The political question may now be moot, because a new party came to power in Papua New Guinea, and withdrew its predecessor’s objection to the litigation. The main remaining question is whether alien tort plaintiffs must exhaust all available legal options in their home forum before suing in the United States. Expect a close vote, a fractured opinion, and a certiorari petition by the loser.
Plaintiffs counsel: Hagens Berman Sobol Shapiro; Luvera, Barnett, Brindley, Beninger & Cunningham. Defense counsel: Morrison & Foerster.
Drummond in Colombia
Romero v.

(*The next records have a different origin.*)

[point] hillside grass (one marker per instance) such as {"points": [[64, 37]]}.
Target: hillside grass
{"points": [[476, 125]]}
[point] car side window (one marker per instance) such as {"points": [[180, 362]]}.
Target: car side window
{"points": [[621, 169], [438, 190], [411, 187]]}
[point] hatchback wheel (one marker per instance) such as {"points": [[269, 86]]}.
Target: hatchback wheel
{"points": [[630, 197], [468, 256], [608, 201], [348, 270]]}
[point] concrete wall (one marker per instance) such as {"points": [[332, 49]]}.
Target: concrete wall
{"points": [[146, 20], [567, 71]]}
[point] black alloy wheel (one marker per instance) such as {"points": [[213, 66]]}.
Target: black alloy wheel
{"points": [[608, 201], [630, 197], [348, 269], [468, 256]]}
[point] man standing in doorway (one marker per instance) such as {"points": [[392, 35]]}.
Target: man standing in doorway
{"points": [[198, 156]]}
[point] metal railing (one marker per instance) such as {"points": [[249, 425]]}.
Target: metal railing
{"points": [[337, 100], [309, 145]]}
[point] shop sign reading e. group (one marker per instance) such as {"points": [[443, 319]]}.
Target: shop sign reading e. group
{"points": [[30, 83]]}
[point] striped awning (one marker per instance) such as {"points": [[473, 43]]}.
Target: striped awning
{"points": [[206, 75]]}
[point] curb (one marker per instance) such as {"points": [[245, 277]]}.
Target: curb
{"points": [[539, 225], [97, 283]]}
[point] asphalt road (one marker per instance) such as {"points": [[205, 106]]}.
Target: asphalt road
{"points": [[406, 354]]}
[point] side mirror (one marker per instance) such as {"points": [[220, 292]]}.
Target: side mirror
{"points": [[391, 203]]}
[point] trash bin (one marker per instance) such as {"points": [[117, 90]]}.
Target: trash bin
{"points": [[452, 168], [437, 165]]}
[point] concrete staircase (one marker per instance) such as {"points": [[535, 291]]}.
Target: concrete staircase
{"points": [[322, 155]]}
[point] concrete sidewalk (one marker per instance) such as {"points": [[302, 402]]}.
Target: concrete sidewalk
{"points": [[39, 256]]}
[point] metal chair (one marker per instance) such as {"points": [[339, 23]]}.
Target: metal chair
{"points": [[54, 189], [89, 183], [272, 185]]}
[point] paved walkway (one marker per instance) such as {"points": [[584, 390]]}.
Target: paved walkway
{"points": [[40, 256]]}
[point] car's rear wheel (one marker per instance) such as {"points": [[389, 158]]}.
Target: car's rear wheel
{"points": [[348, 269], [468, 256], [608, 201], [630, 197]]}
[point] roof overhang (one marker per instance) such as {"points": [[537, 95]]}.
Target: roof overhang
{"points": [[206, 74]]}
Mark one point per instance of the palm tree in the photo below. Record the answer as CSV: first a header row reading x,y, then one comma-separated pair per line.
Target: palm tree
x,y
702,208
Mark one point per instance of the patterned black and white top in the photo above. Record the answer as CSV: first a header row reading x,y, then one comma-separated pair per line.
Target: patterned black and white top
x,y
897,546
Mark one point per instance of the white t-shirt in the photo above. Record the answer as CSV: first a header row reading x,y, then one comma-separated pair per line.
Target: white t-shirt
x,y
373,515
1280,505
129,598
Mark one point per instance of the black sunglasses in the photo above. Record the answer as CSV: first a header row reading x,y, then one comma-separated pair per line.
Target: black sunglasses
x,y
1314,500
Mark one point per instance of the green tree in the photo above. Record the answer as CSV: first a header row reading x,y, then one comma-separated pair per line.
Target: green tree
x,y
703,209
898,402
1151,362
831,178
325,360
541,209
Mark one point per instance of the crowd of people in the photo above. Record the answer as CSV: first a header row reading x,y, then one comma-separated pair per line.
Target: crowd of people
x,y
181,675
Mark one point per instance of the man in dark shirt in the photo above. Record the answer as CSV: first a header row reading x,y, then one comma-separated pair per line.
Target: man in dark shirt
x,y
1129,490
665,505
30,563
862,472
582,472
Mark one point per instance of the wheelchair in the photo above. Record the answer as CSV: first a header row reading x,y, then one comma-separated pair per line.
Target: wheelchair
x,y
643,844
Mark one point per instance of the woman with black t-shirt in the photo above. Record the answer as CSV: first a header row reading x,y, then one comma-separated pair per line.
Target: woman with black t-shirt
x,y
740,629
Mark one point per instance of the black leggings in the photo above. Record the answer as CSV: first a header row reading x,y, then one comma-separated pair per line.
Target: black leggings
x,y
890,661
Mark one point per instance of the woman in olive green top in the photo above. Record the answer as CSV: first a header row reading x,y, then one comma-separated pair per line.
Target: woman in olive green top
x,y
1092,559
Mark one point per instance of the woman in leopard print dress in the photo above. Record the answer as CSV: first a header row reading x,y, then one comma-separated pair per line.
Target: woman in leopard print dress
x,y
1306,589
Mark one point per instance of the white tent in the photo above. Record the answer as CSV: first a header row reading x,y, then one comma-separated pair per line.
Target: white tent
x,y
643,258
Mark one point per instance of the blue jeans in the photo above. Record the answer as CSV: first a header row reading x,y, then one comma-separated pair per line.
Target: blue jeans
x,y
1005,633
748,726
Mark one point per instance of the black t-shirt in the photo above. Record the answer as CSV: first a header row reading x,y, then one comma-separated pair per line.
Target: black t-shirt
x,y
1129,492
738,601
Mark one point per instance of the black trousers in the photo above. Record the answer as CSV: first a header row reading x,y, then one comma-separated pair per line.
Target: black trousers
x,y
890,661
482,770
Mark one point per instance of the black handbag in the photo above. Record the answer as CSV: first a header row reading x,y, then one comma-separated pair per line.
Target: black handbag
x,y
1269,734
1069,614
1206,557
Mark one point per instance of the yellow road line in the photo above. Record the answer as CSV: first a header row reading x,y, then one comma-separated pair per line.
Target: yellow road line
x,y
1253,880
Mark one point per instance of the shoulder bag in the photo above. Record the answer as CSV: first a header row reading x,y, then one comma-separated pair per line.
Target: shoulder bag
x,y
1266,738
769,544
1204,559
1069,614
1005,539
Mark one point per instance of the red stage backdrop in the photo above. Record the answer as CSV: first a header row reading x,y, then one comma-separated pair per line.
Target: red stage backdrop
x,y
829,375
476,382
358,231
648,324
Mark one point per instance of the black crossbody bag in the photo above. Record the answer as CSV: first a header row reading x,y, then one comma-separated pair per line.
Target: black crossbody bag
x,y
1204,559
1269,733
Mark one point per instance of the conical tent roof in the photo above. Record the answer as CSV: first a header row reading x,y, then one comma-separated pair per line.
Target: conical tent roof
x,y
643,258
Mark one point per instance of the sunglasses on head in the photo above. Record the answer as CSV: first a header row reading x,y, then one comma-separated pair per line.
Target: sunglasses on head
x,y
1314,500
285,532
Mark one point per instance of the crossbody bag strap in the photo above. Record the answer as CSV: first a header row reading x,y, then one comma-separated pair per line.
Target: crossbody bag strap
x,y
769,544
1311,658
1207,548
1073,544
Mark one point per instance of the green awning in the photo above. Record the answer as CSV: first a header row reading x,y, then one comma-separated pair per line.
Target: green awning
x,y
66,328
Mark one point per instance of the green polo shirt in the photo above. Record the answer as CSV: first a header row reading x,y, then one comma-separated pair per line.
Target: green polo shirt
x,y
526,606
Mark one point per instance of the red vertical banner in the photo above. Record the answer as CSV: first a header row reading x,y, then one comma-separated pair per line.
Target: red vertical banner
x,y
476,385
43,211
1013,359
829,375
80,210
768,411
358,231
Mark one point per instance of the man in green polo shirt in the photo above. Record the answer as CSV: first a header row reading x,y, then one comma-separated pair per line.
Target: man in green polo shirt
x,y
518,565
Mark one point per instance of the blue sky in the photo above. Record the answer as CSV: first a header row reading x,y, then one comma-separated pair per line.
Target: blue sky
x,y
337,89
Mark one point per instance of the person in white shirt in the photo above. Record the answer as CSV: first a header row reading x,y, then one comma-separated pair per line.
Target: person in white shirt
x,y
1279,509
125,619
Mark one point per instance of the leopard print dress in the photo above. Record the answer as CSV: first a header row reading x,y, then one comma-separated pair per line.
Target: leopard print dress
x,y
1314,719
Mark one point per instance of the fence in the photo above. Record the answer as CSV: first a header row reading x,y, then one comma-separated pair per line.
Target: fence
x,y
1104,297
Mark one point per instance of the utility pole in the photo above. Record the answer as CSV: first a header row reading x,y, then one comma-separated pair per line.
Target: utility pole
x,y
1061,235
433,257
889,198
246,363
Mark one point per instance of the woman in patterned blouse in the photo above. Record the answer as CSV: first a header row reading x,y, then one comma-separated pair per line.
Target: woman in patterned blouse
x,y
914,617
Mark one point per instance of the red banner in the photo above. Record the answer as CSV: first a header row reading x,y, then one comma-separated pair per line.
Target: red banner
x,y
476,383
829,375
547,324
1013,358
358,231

Drummond Company, Inc.
A colombian labor union, and the families of three former union leaders, allege that Drummond hired paramilitaries to murder the three men in 2001, in order to intimidate the union. (Drummond is a family-owned Alabama company that operates coal mines in Colombia.)
In July 2007-in the first corporate alien tort case to be tried to completion-a federal jury in Birmingham exonerated Drummond of liability for war crimes under international customary law.
An appeal to the U.S. Court of Appeals for the Eleventh Circuit has been filed by plaintiffs lawyer Terry Collingsworth. He is a partner in the Washington, D.C., office of Florida-based Conrad & Scherer and executive director of the nonprofit International Rights Advocates. Collingsworth says that the district court judge did not give him enough time, under international evidence-gathering rules, to obtain testimony from a witness in a Colombian prison who, according to Collingsworth, witnessed a senior Drummond executive pay a paramilitary representative for two of the murders. Collingsworth will also ask the court to note that a second key witness is newly available as a result of being extradited to the U.S. Plaintiffs think that a new trial is in order.
Lead defense counsel William Jeffress, Jr., of Baker Botts responds that these witnesses’ testimony is not credible, and that a trial cannot be postponed indefinitely until a witness becomes available. Jeffress argues that the difficulty of gathering foreign evidence is but another reason for not trying these cases in U.S. court. Oral argument is set for October 9.
Plaintiffs counsel: International Rights Advocates; Conrad & Scherer; Wiggins, Childs, Quinn & Pantazis. Defense counsel: Baker Botts.